In 2010, at the signing ceremony for the Affordable Care Act, Joe Biden, the vice president at the time, could be overheard telling President Barack Obama that “this is a big something deal.” OK, that’s almost what he said. And he was right.
Now, as president himself, Biden has presided over three big deals. After several years during which “It’s infrastructure week!” became a punchline, he passed a major infrastructure bill. He pushed through legislation to promote U.S. production of sophisticated semiconductors. And most important, Congress enacted the Inflation Reduction Act, which despite its name is mainly a climate bill; we’re finally taking serious action to reduce greenhouse gas emissions.
Yet many observers, myself included, have wondered whether Biden’s climate policy is a big enough deal.
The media often uses hyperbolic language about any program that involves spending hundreds of billions of dollars, so Biden’s climate initiative, which the Congressional Budget Office estimates will involve roughly $400 billion in climate spending, gets described as “massive.” But that’s spending over the course of a decade. And the budget office expects cumulative gross domestic product over the next decade to be more than $300 trillion.
So we’re talking about spending only a bit more than one-tenth of 1% of GDP. Can this possibly be enough to make a real difference in facing an existential threat?
Well, there are two important reasons to believe that Biden’s climate policy may be a much bigger deal than the numbers might suggest. But there are also reasons to worry that the policy may fall short, not because the spending is inadequate, but because of one crucial limiting factor: an inadequate power grid.
The first reason to believe that Biden’s policy may be a big deal is that it comes at a crucial technological juncture.
There was a time, not that long ago, when it seemed as if limiting greenhouse gas emissions would require hard choices — that it would have to be achieved largely through conservation and increased energy efficiency, which in turn would require putting a substantial price on carbon, either via carbon taxes or via a cap-and-trade system in which emitters would have to purchase permits. In fact, there would still be a good case for a carbon tax, if it were politically feasible.
But huge progress in renewable energy and related technologies, notably batteries, means that it now looks almost easy to achieve a low-emission economy. We can now easily envision a society in which people drive electric vehicles and cook on induction ranges, using power generated by solar panels and wind turbines, and experience no sense of sacrifice.
The role of policy then becomes to accelerate this transition — to push us over the tipping point into a sustainable economy. And this need not involve huge amounts of public money, just enough to act as a sort of catalyst for change.
A second, somewhat related reason to think that Biden’s climate policy is a big deal is that it doesn’t actually mandate $400 billion in spending.
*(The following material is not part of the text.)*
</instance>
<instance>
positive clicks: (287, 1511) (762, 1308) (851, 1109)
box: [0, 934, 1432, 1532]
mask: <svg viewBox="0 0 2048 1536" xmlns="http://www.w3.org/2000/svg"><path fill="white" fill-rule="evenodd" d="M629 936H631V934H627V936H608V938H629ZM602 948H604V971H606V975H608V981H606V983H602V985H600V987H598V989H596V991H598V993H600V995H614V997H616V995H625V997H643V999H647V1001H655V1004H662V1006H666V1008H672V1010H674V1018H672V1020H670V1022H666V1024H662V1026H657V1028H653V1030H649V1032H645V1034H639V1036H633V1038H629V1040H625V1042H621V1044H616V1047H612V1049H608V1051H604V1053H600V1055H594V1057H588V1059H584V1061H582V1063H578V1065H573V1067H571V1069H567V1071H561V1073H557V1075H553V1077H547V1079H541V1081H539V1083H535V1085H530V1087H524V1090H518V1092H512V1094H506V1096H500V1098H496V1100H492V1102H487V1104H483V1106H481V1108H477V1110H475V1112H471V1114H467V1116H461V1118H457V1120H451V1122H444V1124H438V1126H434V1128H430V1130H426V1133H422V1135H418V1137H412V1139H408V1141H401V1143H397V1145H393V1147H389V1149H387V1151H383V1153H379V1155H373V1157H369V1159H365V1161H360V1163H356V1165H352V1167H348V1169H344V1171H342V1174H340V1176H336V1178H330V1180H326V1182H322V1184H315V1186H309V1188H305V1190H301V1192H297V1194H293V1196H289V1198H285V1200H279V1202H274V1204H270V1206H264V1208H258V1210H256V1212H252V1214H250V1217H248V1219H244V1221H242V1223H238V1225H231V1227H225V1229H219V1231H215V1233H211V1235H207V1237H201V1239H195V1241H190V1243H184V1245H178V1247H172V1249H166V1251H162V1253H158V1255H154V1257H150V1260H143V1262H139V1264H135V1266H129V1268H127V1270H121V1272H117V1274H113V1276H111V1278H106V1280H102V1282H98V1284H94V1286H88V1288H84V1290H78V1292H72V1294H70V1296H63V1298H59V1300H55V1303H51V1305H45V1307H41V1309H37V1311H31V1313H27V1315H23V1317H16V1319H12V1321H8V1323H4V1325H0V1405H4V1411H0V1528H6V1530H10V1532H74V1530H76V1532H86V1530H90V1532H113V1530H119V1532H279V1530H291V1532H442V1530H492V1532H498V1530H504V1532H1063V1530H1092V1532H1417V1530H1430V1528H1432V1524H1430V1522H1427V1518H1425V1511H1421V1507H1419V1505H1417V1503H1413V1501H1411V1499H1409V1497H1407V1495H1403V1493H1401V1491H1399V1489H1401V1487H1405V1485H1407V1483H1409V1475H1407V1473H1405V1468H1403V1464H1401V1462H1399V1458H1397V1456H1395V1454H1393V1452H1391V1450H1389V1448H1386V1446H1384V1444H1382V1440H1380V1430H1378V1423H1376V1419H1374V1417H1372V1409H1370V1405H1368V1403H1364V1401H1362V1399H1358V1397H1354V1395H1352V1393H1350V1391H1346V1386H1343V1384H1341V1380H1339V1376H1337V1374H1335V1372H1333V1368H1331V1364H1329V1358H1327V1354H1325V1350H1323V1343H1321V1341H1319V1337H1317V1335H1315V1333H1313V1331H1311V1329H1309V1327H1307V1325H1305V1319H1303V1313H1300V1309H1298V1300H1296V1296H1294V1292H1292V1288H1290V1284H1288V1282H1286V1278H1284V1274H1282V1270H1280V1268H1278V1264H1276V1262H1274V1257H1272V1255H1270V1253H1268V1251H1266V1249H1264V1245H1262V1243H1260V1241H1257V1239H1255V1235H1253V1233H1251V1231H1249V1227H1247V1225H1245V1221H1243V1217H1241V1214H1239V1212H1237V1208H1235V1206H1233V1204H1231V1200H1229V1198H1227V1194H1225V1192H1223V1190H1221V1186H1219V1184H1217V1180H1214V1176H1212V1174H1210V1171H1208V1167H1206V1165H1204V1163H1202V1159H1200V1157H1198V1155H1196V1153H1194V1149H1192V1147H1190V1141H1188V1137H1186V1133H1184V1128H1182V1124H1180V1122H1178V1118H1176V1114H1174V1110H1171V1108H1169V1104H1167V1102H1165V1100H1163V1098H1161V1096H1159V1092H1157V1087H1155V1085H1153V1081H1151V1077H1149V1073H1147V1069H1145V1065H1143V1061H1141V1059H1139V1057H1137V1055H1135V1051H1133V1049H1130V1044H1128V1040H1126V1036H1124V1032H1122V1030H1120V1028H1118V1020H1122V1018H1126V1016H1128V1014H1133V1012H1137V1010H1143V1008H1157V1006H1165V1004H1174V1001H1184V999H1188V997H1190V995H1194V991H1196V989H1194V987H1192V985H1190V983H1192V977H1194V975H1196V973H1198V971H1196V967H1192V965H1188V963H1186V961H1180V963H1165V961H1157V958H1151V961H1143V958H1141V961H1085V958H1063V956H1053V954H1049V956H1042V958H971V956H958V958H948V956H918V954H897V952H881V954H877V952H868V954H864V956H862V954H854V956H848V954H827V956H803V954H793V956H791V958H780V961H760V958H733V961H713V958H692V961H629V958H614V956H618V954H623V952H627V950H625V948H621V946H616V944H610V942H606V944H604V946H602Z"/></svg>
What it does, mainly, is set conditions under which consumers and businesses can receive tax credits for adopting green technology. That $400 billion is based on an estimate of how many people will actually take advantage of these tax credits — and given the spectacular rate of technological progress, that estimate may well turn out to be low.
A report from Credit Suisse suggests that the credits might “propel much higher activity levels” than the budget office projects — that in practice federal climate spending might be $800 billion or more. And there may also be a multiplier effect as private firms make investments complementary to those directly subsidized, so Credit Suisse suggests that the true size of the climate plan may be more like $1.7 trillion.
So Biden’s deal may be bigger than it looks. Which is a good thing, given the importance of the issue.
Now for my concern. America finally has a serious climate strategy. However, it depends not just on a rapid expansion of solar and wind power, but also on linking these new energy sources to the electrical grid. But the U.S. power grid doesn’t have enough capacity, and it is in general a mess.
Part of the reason is that there isn’t really a U.S. grid: Investment in electricity transmission is, as a Reuters report put it, “controlled by a Byzantine web of local, state and regional regulators who have strong political incentives to hold down spending.” And this regulatory system wasn’t designed to handle the sudden influx of new energy sources; as a result, simply getting permission to connect to the grid can take years.
Here’s how I think of it: A clean-energy future suddenly looks eminently possible thanks to a technological miracle — incredible cost declines for renewable energy — and a political miracle — Democrats’ success, despite the narrowest of congressional majorities, in enacting legislation that looks even better when examined closely.
But we may need a third, bureaucratic miracle to fix the electricity grid and make this whole thing work.
Paul Krugman, winner of the Nobel Memorial Prize in Economic Science, is a columnist for The New York Times.